Our first center was on Moloa Road in Kilauea. There were people here practicing already when we arrived. We continued informally until incorporating as a nonprofit in 1995.
The Kauai Center took off and this group helped to complete a five-year project to build the healing stupa in Kilauea around three years ago. It is on private property owned by two individuals who acquired pre-cut marble pieces and shipped it here.
We do two-day retreats at the stupa from 9 a.m. to noon on the fourth weekend of every month. It is a very powerful session and we explain in detail what the stupa is about and how it works in relation to meditation and yoga.
The centers teach unconditional love and altruistic compassion. Those are the two qualities of Tibetan Buddhism.
The centers are not formatted on the monastery structure and the lamas are mixing traditions as householders.
People train to become a yogi or yogini which is highest form accomplishment. Meditation and yoga practice takes place on a physical, mental, emotional and spiritual level. All humans beings have a natural aspect to consciousness. They don’t always know how to connect with it and that is where Buddhism can help.
The basic introduction is Mahayana Buddhism, and the basic practice is to generate a form of focus on your own tendencies — of how to think, speak, act, and be mindful through focusing in formal sessions on these things. The teacher points out how and where to start and how to develop.
True change takes place in the heart. You start to come from the heart when you extend kindness to yourself, and can drive a wedge into your 24-hour schedule with a 15 to 30 minute practice. Then you will start to realize the results.
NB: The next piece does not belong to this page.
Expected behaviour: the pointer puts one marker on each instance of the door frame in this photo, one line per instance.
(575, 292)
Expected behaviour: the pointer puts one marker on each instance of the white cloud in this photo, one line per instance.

TGI: Who seeks out the center?
Tashi: People that I recognize as having really good karma. You have to have good karma to get here. I consider them fortunate and we start right there. It is a good situation and now let’s use it.
TGI: What is new at the center?
Tashi: Former students have kept in contact using Skype and now we are using the Web to reconnect with people who studied here and have moved on to someplace else. It started after I met a teacher in Maui named Kaora Rimpoche. His online teachings streamed all over the world to thousands of people.
I Skype twice a week from the Dharma Center all over the place. It helps to stay connected to a transient population that comes to Kauai to learn and leave. Some of them started their own centers and some are continuing on their own. Social media has helped but you really do need a teacher to do these practices. It is a way for people who learn to keep power from inflating the ego.